When investors ask me to review their company’s 401(k) investment options, I can’t get over the lack of bond fund choices offered by the plans. More times than not, the choice is between a bond fund with a maturity too many years out for my comfort level, and one with credit risk that is far too high. Unfortunately the retirement plan advisors that put these plans together are more interested in conformity than coming up with a formidable bond lineup for participants.
According to a study released in October from BrightScope Inc., the PIMCO Total Return Fund was the most popular bond fund in the 401(k) market. The study looked at 50,000 plans across various record-keeping platforms and concluded that most 401(k) plans stick to names that they know and trust. “There is a lot of group thinking among retirement plan advisors,” said Ryan Alfred, president and cofounder of BrightScope, “People feel safer if they know their funds are in a lot of other plans.”

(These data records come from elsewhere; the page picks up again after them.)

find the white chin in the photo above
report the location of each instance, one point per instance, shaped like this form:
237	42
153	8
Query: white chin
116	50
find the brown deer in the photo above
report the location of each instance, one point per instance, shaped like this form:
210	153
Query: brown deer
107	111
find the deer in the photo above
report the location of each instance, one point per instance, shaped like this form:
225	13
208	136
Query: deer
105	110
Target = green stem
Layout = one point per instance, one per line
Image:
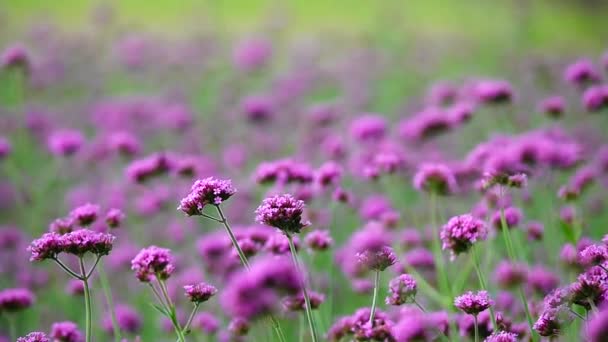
(87, 300)
(311, 322)
(476, 328)
(105, 285)
(482, 283)
(442, 279)
(375, 297)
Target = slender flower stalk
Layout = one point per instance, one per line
(375, 296)
(105, 285)
(309, 316)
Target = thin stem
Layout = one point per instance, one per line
(482, 282)
(311, 322)
(476, 328)
(186, 329)
(232, 238)
(105, 285)
(87, 300)
(375, 296)
(67, 269)
(436, 245)
(93, 268)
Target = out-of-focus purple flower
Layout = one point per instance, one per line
(473, 303)
(151, 262)
(35, 336)
(5, 147)
(318, 240)
(553, 106)
(199, 293)
(85, 214)
(377, 259)
(401, 290)
(502, 336)
(15, 56)
(208, 191)
(437, 178)
(283, 212)
(595, 98)
(66, 331)
(127, 318)
(597, 327)
(65, 142)
(252, 54)
(368, 127)
(581, 72)
(296, 302)
(114, 218)
(493, 91)
(461, 232)
(258, 108)
(16, 299)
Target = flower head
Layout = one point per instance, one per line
(377, 259)
(461, 232)
(401, 289)
(66, 332)
(473, 303)
(283, 212)
(151, 262)
(17, 299)
(200, 292)
(208, 191)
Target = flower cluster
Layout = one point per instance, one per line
(208, 191)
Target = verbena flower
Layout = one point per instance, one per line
(152, 262)
(199, 293)
(473, 303)
(283, 212)
(208, 191)
(16, 299)
(401, 289)
(461, 232)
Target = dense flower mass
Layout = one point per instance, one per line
(200, 292)
(473, 303)
(153, 262)
(283, 212)
(461, 232)
(208, 191)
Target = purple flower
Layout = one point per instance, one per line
(461, 232)
(15, 56)
(401, 289)
(153, 262)
(297, 303)
(597, 327)
(200, 292)
(84, 241)
(65, 142)
(595, 98)
(318, 240)
(66, 332)
(114, 218)
(502, 336)
(377, 259)
(34, 337)
(208, 191)
(473, 303)
(594, 255)
(86, 214)
(283, 212)
(436, 178)
(17, 299)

It’s no surprise that at the end of June there was a total of $380 billion invested in the 10 largest taxable bond funds, according to Lipper. Just over $200 billion, or 53%, was in one fund, the PIMCO Total Return Fund. If you’re retired or at a new company and have money stuck in a 401(k) with limited bond fund choices, then maybe it’s time you rolled it into an IRA, where you or a trusted advisor can make the right choice.